By John McCrank
NEW YORK (Reuters) - The dollar tumbled to a nearly nine-month low against the euro on Thursday after data showed U.S. inflation was easing, prompting bets that the Federal Reserve will be less aggressive with rate hikes going forward.
The move lower in the dollar came as the Japanese yen surged, hitting a more than six-month high against the greenback, on a report that the Bank of Japan may take further steps to address the side effects of monetary easing.
U.S. data showed the consumer price index (CPI) dipped 0.1% last month, marking the first decline in the data since May 2020, when the economy was reeling from the first wave of COVID-19 infections.
Price pressures are subsiding as the U.S. central bank's fastest monetary policy tightening cycle since the 1980s dampens demand, and bottlenecks in the supply chains ease.
"Three months of relatively lighter core inflation figures are starting to form a trend ... one that could spur the Fed to slow the pace of tightening further on February 1," said Sal Guatieri, senior economist at BMO Capital Markets.
Fed policymakers expressed relief that price pressures were easing, paving the way for a possible slowdown in interest rate hikes, but they signaled the central bank's target rate was still likely to rise above 5% and stay there for some time despite market bets to the contrary.
Following the CPI report, the dollar plunged as much as 1% against the euro, its weakest versus the common currency since April 21.
The euro has been supported by hawkish messaging from European Central Bank officials, with four on Wednesday calling for additional rate increases.
"Our expectations are for another 125 basis points of rate hikes from the ECB and stay there until 2024," said Chris Turner, global head of markets at ING in London.
"Our core views for Fed policy versus ECB policy would be for a stronger euro-dollar through the year."
The dollar was down 0.83% versus the euro at $1.0845 at 3 p.m. EST (2000 GMT) and down 0.56% against the pound at $1.22195.
The U.S. dollar index was down 0.815% at 102.20, its lowest level since June 6.
The greenback slumped as much as 2.7% against the yen, hitting a 6-1/2-month low against the Japanese currency.
The yen was boosted by a Yomiuri report that the Bank of Japan (BOJ) will review the side effects of its monetary easing at next week's policy meeting and may take additional steps to correct distortions in the yield curve.

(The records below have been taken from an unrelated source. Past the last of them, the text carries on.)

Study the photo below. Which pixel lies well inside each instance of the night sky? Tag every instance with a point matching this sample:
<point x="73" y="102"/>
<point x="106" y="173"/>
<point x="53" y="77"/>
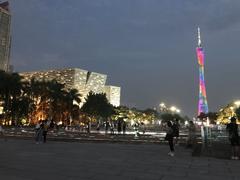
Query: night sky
<point x="147" y="47"/>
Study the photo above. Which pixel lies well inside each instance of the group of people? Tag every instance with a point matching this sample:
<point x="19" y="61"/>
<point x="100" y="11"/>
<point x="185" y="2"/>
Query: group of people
<point x="172" y="135"/>
<point x="41" y="130"/>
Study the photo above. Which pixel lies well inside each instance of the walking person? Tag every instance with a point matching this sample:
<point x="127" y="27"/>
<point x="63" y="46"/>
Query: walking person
<point x="112" y="127"/>
<point x="169" y="137"/>
<point x="176" y="127"/>
<point x="232" y="129"/>
<point x="38" y="132"/>
<point x="2" y="133"/>
<point x="119" y="126"/>
<point x="124" y="127"/>
<point x="45" y="130"/>
<point x="191" y="135"/>
<point x="107" y="124"/>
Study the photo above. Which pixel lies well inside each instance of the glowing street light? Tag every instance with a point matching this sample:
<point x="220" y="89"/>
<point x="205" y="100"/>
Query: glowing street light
<point x="237" y="103"/>
<point x="173" y="108"/>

The news follows the BOJ's surprise tweak in December to its bond yield curve control (YCC), though the move has failed to address distortions caused in the bond market by the central bank's massive bond buying.
"With reports that the BOJ will review its lax monetary policy settings at its upcoming meeting, speculation has grown that another YCC shift will occur this quarter," said Mazen Issa, senior FX strategist at TD Securities.
That will likely happen at the BOJ's January meeting, and if not then, by March, he said.
"We expect 122 this quarter and likely in short order," he said of the dollar-yen currency pair.
The dollar was last down 2.41% versus the yen at 129.35 yen per dollar.
The Aussie rose 0.92% to $0.69695, while the kiwi was up 0.52% at $0.63995.
China's offshore yuan was at its strongest level in five months, at 6.7331 per dollar, on optimism that China's economy is on the road to recovery.
Meanwhile, bitcoin rose for the fifth consecutive day, hitting its highest in a month at $18,863.